L'intrigue de La Lenteur se déroule en France ; l'action a pour cadre un château-relais où le narrateur et sa femme, Véra, décident de passer une nuit. Rapidement, les thèmes méditatifs qui occuperont le narrateur sur l'ensemble de l'œuvre prennent place : la lenteur, le spectacle, le temps, le changement, la mémoire, l'oubli, sont tour à tour évoqués. Une grande part de ces méditations s'appuient sur Point de lendemain de Vivant Denon qui sert de contrepoint au narrateur dans la majorité de ses réflexions. C'est dans ce même château-relais que se déroule un congrès d'entomologistes où divers personnages vont se rencontrer, se fuir, se maudire, s'aimer. Aux voix du narrateur et de sa femme, des deux personnages de Point de lendemain - madame de T. et le chevalier -, s'ajoutent différentes voix narratives : celles de Berck, un intellectuel médiatique venu au congrès pour s'exposer devant les caméras, d'Immaculata venue filmer Berck pour le conquérir (bien qu'elle soit accompagnée de son nouvel amant), de Vincent, ami du narrateur, venu au congrès pour représenter ses amis du Café gascon qui souhaitaient perturber le bon déroulement du congrès mais qui n'ont pas pu se déplacer, de Julie, une jeune fille avec qui Vincent passera la nuit, et de Cechoripsky, un savant tchèque, ayant dû fuir sa Prague natale et revenant pour la première fois dans le milieu auquel il appartient : le cercle des entomologistes. Le roman met en scène la débâcle progressive des personnages, tous confrontés à la fausseté du sérieux dont ils voulaient se parer. Le tout s'accomplit sur une ironie latente introduite par les réflexions omniprésentes du narrateur.
Et pourquoi lire ça ?
La Lenteur est un des meilleurs exemples de la "littérature ludique" des XXème et XXIème siècle. Ici, les règles du récit sont utilisées comme celles d'un jeu dans lequel la liberté de l'auteur prend forme. Un narrateur sarcastique, une linéarité bouleversée viendront mettre à mal un lecteur à la recherche de classicisme. Adorateurs des grandes fresques classiques, partisans de la cohérence ou de la causalité, passez votre chemin ! De la même façon, le lecteur ne pourra pas trouver plus d'appui auprès des personnages qui sont tantôt l'objet de moqueries, tantôt l'objet d'une affection narquoise.
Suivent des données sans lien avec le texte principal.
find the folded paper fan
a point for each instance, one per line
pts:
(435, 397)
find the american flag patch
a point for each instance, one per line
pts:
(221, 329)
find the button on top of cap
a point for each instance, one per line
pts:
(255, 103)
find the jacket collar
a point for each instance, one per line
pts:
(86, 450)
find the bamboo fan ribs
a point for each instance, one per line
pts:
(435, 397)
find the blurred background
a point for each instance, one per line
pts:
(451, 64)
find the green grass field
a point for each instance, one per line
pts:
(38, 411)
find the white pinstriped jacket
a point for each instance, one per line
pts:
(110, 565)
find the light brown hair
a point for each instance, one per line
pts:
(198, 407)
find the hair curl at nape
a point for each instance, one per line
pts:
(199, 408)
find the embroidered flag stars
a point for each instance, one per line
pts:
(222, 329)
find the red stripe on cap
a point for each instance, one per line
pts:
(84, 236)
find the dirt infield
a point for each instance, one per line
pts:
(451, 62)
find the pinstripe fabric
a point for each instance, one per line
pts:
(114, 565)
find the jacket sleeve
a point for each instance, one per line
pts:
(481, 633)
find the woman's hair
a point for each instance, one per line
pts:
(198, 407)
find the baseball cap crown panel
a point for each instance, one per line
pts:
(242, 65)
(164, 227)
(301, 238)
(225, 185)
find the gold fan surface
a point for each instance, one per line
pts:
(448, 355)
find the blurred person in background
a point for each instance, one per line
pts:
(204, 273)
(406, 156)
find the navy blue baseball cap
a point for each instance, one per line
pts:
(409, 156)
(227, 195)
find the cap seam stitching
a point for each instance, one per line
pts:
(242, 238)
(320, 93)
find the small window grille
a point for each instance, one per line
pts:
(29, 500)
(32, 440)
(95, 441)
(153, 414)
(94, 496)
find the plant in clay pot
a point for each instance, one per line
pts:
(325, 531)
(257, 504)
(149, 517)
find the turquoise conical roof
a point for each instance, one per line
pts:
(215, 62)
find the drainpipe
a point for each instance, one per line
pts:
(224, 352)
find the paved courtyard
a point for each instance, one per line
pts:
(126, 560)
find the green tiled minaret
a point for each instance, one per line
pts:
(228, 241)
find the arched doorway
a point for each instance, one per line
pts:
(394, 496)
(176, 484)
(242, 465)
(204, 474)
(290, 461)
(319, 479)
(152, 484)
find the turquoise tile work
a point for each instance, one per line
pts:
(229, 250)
Le grotesque qu'ils illustrent malgré eux en fait des personnages pathético-comiques, reflétant souvent ce que l'humain a de plus risible. Devenant des comédiens plus que des personnages, ils se perdent dans un monde hasardeux où le sens de leurs actes et de leurs mots s'est perdu. C'est sur ces fondements que le lecteur devient lui aussi objet et acteur du jeu : voyant son horizon d'attente perturbé par une complicité avec le narrateur qui lui en dit tantôt trop tantôt trop peu, le lecteur s'égare lui aussi sur les sentiers du jeu. Dans un combat littéraire où l'onirisme a vaincu au fil des pages le réalisme, le rêve devient le seul référent pour un lecteur qui n'a d'autre choix que d'accepter de jouer à la partie que Kundera lui a proposé.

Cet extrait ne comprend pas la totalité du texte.